I'm not aware of a single migration or military expedition around the
west end, so I doubt the Cimmerians did it.

--- In cybalist@..., markodegard@... wrote:
> --- In cybalist@..., "Glen Gordon" <glengordon01@...> wrote:
> >
> > >[Herodotus] never visited the eastern Black Sea coast and did
not
> know how
> > >treacherous that could be for any campaign or migration.
> >
> > Actually, just an interjection concerning the logic of the above
> > statement. I know some things about Europe. I've never gone to
> > Europe and so my knowledge of Europe might be fuzzy... but I know
> > some things about Europe. This is because my knowledge is
> second-hand,
> > given to me by others who *have* gone to or who live in Europe.
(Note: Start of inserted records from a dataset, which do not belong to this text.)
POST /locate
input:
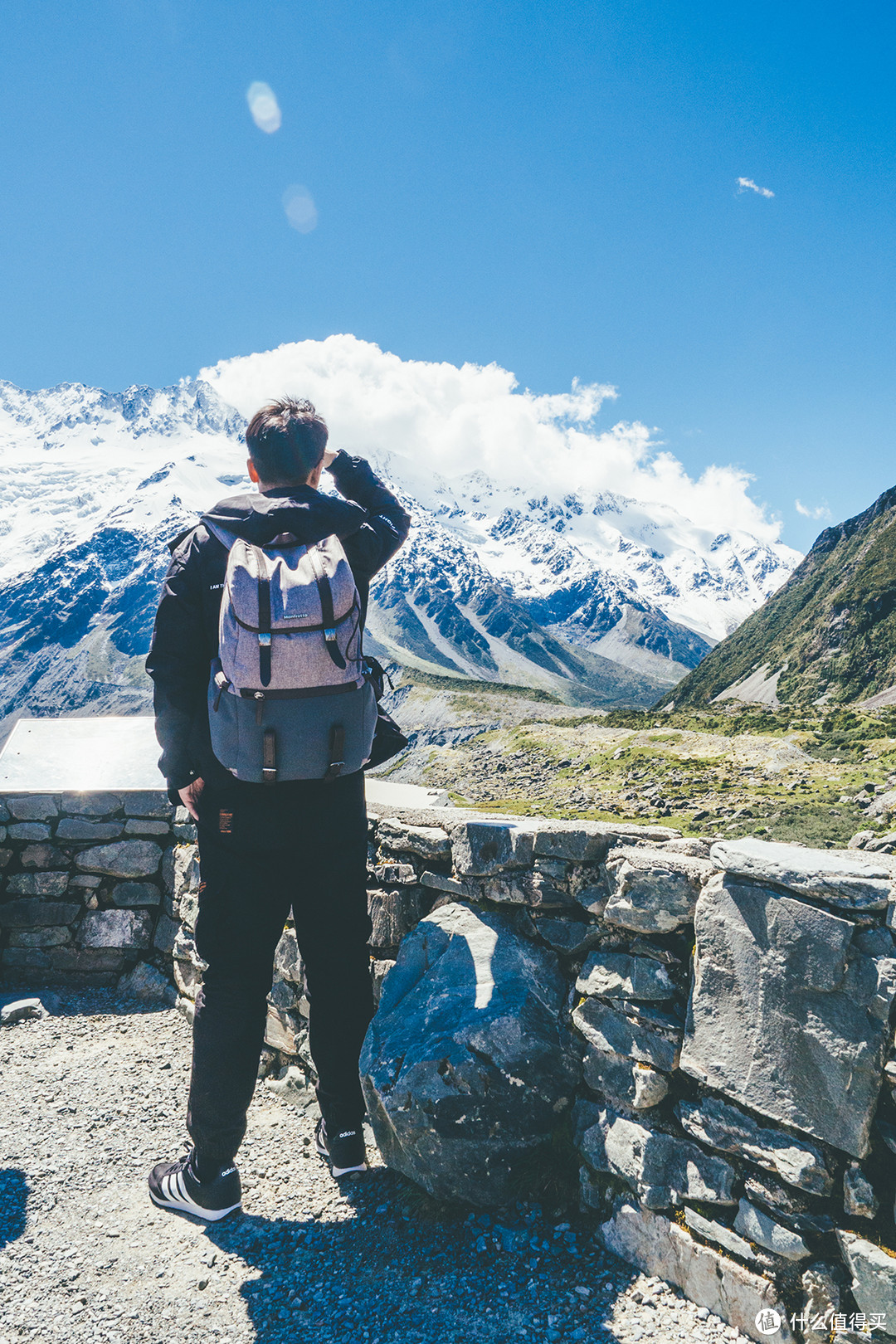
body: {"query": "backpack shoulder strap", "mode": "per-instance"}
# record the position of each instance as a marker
(328, 615)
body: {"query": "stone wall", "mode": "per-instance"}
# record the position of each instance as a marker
(86, 884)
(702, 1034)
(692, 1040)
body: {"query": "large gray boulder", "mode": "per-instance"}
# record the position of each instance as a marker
(786, 1014)
(663, 1168)
(660, 1248)
(843, 878)
(874, 1283)
(127, 859)
(723, 1127)
(466, 1068)
(650, 890)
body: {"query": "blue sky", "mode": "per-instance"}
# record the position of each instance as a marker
(553, 187)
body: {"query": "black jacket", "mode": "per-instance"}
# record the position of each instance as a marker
(371, 524)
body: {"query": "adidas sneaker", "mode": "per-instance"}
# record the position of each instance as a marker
(344, 1149)
(175, 1186)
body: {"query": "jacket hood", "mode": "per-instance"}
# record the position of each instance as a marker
(299, 509)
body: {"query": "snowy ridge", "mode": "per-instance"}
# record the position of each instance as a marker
(592, 596)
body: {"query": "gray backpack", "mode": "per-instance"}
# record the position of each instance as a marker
(288, 698)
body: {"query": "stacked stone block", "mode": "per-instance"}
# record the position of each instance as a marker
(728, 1010)
(704, 1031)
(86, 884)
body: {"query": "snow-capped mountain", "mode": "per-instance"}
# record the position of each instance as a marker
(592, 594)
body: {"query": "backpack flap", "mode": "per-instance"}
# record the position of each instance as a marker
(286, 695)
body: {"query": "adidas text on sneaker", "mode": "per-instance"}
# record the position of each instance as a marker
(175, 1186)
(344, 1151)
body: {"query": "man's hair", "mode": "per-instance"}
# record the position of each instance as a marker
(286, 440)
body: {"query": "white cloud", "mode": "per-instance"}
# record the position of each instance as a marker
(748, 184)
(817, 513)
(299, 208)
(438, 418)
(264, 106)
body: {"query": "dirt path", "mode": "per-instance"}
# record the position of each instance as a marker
(93, 1096)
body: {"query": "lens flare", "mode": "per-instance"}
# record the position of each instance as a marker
(264, 106)
(299, 208)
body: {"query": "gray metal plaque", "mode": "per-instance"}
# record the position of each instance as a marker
(104, 753)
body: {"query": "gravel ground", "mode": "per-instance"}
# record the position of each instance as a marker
(93, 1096)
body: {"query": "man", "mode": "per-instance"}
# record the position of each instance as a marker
(266, 849)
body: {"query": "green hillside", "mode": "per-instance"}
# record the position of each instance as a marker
(830, 631)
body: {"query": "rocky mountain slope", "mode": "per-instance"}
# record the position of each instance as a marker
(826, 637)
(596, 598)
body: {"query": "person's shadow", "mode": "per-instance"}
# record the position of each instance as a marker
(14, 1199)
(336, 1278)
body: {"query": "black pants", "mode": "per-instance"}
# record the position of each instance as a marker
(264, 850)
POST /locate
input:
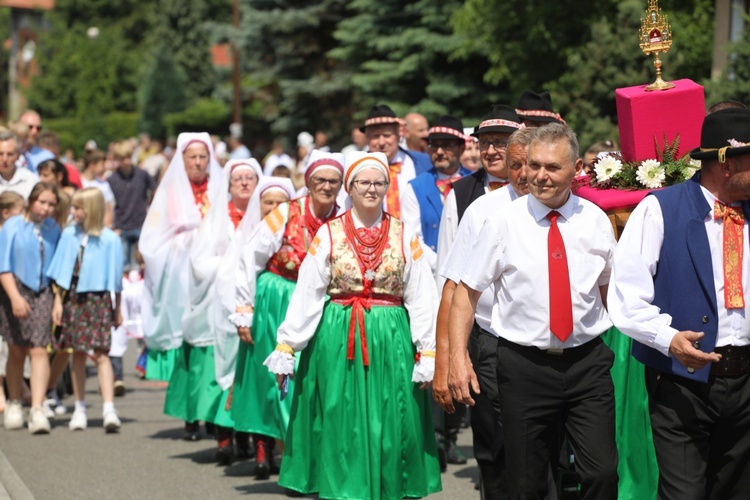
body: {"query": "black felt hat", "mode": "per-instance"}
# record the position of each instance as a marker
(537, 108)
(500, 118)
(725, 133)
(380, 114)
(447, 127)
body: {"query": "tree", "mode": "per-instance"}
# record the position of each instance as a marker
(400, 53)
(162, 92)
(182, 26)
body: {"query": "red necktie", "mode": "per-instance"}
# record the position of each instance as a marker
(734, 223)
(560, 304)
(497, 185)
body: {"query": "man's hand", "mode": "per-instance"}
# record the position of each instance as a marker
(461, 376)
(683, 348)
(244, 333)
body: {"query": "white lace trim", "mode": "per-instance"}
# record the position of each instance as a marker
(423, 370)
(280, 363)
(242, 320)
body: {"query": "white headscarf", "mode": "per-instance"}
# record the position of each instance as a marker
(357, 161)
(165, 243)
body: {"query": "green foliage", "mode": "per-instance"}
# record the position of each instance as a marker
(208, 115)
(182, 26)
(401, 53)
(162, 92)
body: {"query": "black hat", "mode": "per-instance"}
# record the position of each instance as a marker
(500, 118)
(724, 133)
(380, 114)
(447, 127)
(537, 108)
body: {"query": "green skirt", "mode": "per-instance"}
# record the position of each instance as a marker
(160, 364)
(638, 471)
(355, 431)
(256, 407)
(193, 393)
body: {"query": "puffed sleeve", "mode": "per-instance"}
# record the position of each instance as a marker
(306, 305)
(421, 302)
(263, 242)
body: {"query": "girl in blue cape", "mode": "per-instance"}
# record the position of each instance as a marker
(88, 266)
(27, 243)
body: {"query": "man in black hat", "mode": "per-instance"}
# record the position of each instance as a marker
(382, 130)
(424, 198)
(536, 110)
(680, 289)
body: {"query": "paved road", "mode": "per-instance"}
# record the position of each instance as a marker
(147, 459)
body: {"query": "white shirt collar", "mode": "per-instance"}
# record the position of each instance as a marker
(539, 210)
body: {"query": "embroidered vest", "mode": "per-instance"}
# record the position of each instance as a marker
(294, 244)
(346, 276)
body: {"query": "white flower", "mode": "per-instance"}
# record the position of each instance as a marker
(651, 174)
(606, 168)
(690, 171)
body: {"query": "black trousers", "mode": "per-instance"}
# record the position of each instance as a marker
(701, 435)
(486, 423)
(540, 395)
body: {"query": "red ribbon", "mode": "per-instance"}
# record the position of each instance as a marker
(359, 305)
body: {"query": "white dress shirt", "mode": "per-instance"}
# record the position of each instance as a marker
(511, 254)
(631, 290)
(455, 260)
(308, 300)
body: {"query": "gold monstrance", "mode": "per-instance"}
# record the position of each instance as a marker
(656, 36)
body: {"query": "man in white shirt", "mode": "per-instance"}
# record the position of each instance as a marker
(486, 422)
(680, 290)
(18, 180)
(548, 257)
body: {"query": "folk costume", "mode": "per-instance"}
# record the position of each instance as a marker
(173, 217)
(268, 272)
(425, 195)
(502, 119)
(26, 251)
(90, 269)
(689, 273)
(194, 393)
(363, 316)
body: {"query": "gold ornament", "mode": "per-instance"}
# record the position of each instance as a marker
(656, 37)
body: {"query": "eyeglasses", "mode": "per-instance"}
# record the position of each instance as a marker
(444, 144)
(365, 186)
(498, 145)
(247, 178)
(320, 181)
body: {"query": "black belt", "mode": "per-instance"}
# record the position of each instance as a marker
(567, 353)
(735, 361)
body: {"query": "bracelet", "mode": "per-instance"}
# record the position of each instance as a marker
(285, 349)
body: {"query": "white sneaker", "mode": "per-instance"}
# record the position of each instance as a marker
(38, 421)
(111, 422)
(78, 421)
(13, 415)
(47, 407)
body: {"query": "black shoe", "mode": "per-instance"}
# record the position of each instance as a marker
(224, 454)
(454, 455)
(192, 431)
(244, 449)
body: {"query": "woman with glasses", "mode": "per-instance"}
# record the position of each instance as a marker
(194, 394)
(267, 277)
(363, 315)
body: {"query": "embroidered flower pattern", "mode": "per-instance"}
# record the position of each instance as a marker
(606, 168)
(651, 174)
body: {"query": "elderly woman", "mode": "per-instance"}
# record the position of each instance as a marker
(182, 199)
(193, 394)
(268, 270)
(359, 426)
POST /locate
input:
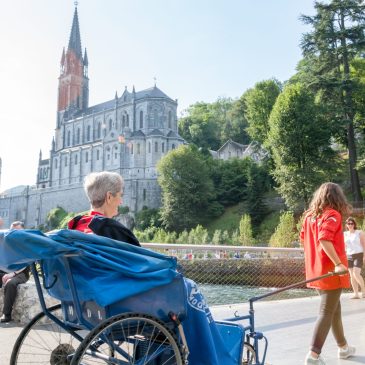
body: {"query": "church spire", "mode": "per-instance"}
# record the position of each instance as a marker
(74, 43)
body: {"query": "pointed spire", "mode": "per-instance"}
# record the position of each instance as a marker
(63, 57)
(86, 61)
(74, 43)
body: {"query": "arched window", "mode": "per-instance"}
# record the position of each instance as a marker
(78, 136)
(170, 118)
(141, 119)
(99, 130)
(88, 134)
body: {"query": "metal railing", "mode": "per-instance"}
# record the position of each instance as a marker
(233, 274)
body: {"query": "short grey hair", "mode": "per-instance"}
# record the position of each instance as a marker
(98, 184)
(17, 223)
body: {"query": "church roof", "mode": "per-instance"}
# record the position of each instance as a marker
(153, 92)
(74, 43)
(155, 132)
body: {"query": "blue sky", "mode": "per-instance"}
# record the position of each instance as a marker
(198, 50)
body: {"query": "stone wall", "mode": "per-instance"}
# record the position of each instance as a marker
(27, 302)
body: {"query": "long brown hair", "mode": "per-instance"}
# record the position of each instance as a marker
(329, 195)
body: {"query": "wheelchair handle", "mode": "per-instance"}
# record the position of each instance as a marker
(329, 274)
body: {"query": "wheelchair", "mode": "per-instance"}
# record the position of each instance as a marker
(146, 328)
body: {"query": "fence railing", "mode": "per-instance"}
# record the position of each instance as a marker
(233, 274)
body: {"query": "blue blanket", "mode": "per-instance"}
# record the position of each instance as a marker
(107, 271)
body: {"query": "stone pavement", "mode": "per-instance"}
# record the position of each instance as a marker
(288, 325)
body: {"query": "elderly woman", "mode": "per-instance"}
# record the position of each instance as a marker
(104, 191)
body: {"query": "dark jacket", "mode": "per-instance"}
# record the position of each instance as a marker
(107, 227)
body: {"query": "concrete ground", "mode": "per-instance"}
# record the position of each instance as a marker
(288, 325)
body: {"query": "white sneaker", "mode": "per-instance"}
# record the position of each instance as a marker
(310, 360)
(344, 353)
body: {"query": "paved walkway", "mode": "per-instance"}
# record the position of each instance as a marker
(288, 325)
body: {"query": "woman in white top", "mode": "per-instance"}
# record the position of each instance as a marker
(355, 248)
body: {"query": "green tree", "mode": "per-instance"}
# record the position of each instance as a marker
(188, 197)
(337, 38)
(299, 140)
(246, 235)
(286, 232)
(259, 102)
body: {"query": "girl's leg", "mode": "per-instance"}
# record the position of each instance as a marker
(329, 316)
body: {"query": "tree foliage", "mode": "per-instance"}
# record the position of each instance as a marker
(188, 197)
(259, 102)
(336, 39)
(300, 143)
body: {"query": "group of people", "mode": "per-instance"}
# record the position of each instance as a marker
(327, 249)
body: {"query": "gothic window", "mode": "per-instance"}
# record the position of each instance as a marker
(88, 134)
(78, 136)
(99, 130)
(170, 118)
(141, 119)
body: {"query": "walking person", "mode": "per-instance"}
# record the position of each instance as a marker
(355, 247)
(10, 282)
(324, 251)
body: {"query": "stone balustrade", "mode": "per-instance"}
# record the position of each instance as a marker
(27, 302)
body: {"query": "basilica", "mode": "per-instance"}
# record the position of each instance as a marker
(127, 134)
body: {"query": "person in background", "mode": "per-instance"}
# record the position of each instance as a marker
(10, 282)
(104, 191)
(355, 248)
(324, 252)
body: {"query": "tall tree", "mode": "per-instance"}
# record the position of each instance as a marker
(300, 143)
(338, 36)
(259, 102)
(188, 197)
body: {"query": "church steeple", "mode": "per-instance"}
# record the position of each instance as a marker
(73, 88)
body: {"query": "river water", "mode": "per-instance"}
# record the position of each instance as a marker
(229, 294)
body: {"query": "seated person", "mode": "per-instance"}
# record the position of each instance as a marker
(104, 191)
(10, 282)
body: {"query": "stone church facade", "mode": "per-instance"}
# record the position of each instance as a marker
(127, 134)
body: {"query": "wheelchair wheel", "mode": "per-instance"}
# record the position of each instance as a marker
(249, 354)
(42, 341)
(132, 339)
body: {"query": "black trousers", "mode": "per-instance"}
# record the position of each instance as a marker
(10, 290)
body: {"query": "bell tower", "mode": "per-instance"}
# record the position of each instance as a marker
(73, 85)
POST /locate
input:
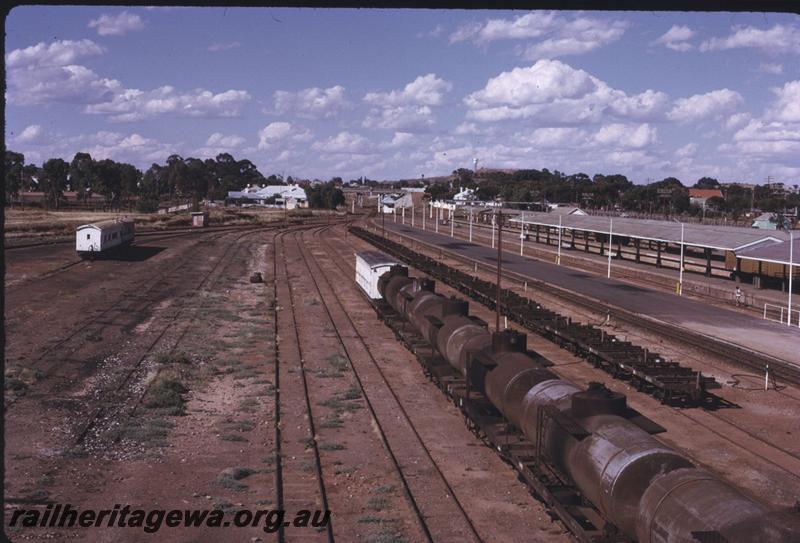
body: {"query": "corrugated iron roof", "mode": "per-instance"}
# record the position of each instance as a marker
(724, 238)
(705, 193)
(376, 258)
(777, 253)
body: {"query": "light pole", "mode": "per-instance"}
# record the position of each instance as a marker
(791, 273)
(499, 215)
(680, 275)
(558, 258)
(610, 240)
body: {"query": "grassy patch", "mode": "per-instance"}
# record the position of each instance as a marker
(331, 421)
(248, 405)
(241, 425)
(173, 358)
(223, 505)
(152, 432)
(386, 489)
(352, 393)
(338, 362)
(230, 478)
(166, 391)
(232, 437)
(378, 503)
(388, 534)
(19, 378)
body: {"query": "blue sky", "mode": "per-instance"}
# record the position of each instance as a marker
(400, 93)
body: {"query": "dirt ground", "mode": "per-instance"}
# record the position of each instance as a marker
(754, 442)
(23, 226)
(151, 382)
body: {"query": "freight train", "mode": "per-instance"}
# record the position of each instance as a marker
(644, 490)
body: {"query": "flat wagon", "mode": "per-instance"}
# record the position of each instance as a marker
(98, 238)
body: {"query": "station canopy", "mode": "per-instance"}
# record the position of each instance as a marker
(723, 238)
(777, 253)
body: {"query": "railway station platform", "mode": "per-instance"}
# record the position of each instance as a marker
(752, 333)
(716, 289)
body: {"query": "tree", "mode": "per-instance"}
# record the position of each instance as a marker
(706, 183)
(52, 181)
(176, 176)
(151, 188)
(109, 182)
(325, 196)
(129, 180)
(15, 171)
(82, 175)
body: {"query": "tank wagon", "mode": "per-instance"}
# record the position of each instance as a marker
(588, 455)
(98, 238)
(645, 370)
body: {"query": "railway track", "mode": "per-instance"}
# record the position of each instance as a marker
(735, 354)
(140, 297)
(149, 237)
(784, 461)
(411, 460)
(295, 426)
(548, 252)
(159, 234)
(114, 398)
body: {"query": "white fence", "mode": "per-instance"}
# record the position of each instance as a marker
(780, 313)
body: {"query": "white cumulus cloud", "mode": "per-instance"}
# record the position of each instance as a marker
(621, 135)
(704, 106)
(778, 39)
(218, 139)
(31, 134)
(311, 103)
(57, 53)
(558, 35)
(552, 91)
(134, 104)
(687, 151)
(771, 68)
(117, 25)
(676, 38)
(787, 103)
(424, 90)
(344, 143)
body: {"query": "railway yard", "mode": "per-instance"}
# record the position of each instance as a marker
(170, 377)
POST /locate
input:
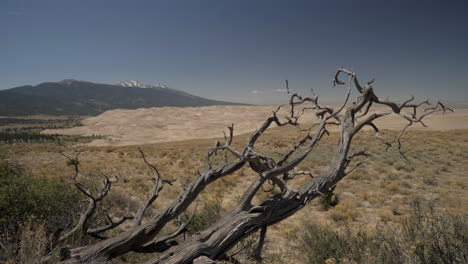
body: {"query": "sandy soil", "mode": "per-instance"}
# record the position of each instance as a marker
(151, 125)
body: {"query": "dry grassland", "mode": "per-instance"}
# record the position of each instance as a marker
(378, 193)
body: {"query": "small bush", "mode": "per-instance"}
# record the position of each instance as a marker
(426, 236)
(329, 199)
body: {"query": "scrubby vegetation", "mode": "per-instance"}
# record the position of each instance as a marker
(33, 209)
(376, 205)
(426, 235)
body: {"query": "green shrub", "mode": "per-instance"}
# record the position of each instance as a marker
(427, 236)
(23, 198)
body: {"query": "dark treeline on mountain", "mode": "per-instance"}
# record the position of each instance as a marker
(71, 97)
(26, 137)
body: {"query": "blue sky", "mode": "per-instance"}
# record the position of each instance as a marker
(240, 50)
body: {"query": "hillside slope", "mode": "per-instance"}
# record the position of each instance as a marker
(71, 97)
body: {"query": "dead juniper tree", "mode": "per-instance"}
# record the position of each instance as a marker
(246, 218)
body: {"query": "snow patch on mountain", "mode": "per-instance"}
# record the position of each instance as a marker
(141, 85)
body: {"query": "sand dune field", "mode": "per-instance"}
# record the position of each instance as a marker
(152, 125)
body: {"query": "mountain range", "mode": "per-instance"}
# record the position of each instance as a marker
(73, 97)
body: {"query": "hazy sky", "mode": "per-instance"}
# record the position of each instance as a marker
(240, 50)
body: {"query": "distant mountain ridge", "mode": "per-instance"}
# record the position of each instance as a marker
(138, 84)
(73, 97)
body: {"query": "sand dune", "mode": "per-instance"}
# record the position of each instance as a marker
(151, 125)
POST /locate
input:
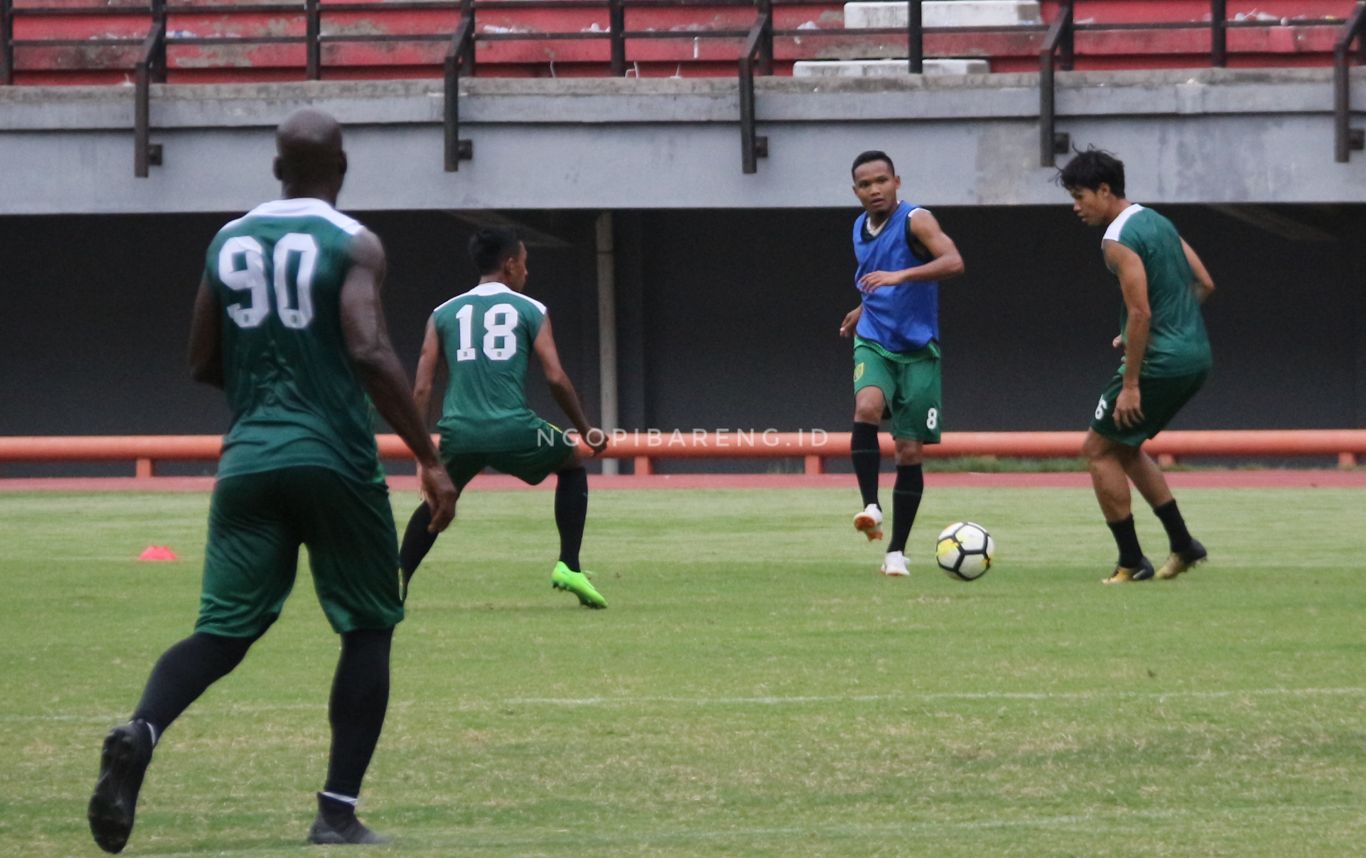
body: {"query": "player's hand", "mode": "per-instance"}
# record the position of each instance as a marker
(850, 321)
(439, 493)
(596, 439)
(1128, 410)
(874, 280)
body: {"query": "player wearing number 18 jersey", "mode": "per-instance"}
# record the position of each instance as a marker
(288, 323)
(482, 340)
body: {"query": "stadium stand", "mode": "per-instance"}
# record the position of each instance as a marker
(198, 41)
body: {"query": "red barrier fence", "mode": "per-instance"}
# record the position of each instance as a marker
(648, 446)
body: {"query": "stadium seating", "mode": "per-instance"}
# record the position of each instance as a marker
(101, 41)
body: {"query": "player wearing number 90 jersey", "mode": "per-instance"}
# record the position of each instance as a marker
(287, 320)
(295, 400)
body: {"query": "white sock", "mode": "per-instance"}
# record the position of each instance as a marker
(338, 797)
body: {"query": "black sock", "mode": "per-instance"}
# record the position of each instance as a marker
(417, 541)
(183, 672)
(1130, 554)
(906, 503)
(1178, 536)
(868, 459)
(571, 511)
(335, 810)
(355, 711)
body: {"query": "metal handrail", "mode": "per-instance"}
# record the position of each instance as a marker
(1062, 38)
(152, 64)
(757, 44)
(459, 56)
(1344, 135)
(1057, 51)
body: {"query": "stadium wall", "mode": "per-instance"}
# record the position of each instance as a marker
(727, 319)
(1197, 137)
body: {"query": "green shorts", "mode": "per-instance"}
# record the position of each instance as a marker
(544, 451)
(256, 526)
(1159, 398)
(911, 385)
> > So, clearly Herodotus doesn't have to visit the eastern Black Sea
> > coast to know about that area as long as he has contacts that
> > *have* gone there and know what it's about. How can one prove
> > that he didn't have contacts?
>
> I've been to Europe 4 times, but did not get that much geography
out
> of the trip. Most of what I know is from books.
>
> As for Caucasian geography, my knowledge is very fuzzy. I can
locate
> Armenia, Azerbaijan and Georgia instantly on a world map, but ask
me
> about all those other Caucasian places and I go fuzzy. I gather
> Chechnya is North Caucasus. Dagestan faces the Caspian north of
> Azerbaijan. These places, the peoples living there, and all those
> languages they speak are little known to Americans, and when you do
> learn something, you only get confused. It's a jumble.
>
> The Caucasus themselves run from the Kerch Strait across from the
> Crimea essentially to Baku, in Azerbaijan, on the Caspian,
> approximately on a NW to SE slant. The mountains seem to be quite
> steep: you don't normally go up the hill to the top and down, but
> rather, you go around and around. There are nice flat strips along
the
> coast of the Black and Caspian Seas but these are easily controlled
> from the heights just beyond them. In other words, if locals want
to
> obstruct your travel, they can don so very easily, and very
cheaply.
> Hostile armies would have a hard and bloody time getting thru here.
>
> The rivers are obscure to us in the West. The Kuban looks like a
ditch
> at the base of the North Caucasus, draining straight into the
Black.
> Draining to the Caspian in the N. Caucasus are the Kuma and Terek,
two
> rivers no one's heard of here in the West. The Rioni is in Georgia,
> and presumably this is where Jason met Medea. In Azerbaijan, on the
> other side from Georgia, is the Kur. The big river seems to be the
> Aras/Ara, which flows along the border of Iran and Armenia, into
the
> Caspian.
>
> This is about all I know. I have no idea of what the exact route
the
> Cimmerians would have been; does anyone? As for Armenia, the
obvious
> approach is via the Aras, tho' this looks awfully defensible by
local
> yokels. I confess to being very vague about exactly what the
borders
> of Urartu were, or what those of historic Greater Armenia were.
>
> I have no idea of how variable the terrain is. Some of it is
downright
> impossible, impassable except to knowledgeable locals on narrow
> trails. The rest of it seems to be pretty bad, made almost nice in
> modern times only by the application of lotsa dynamite.
>
> Can anyone add anything else that would be useful?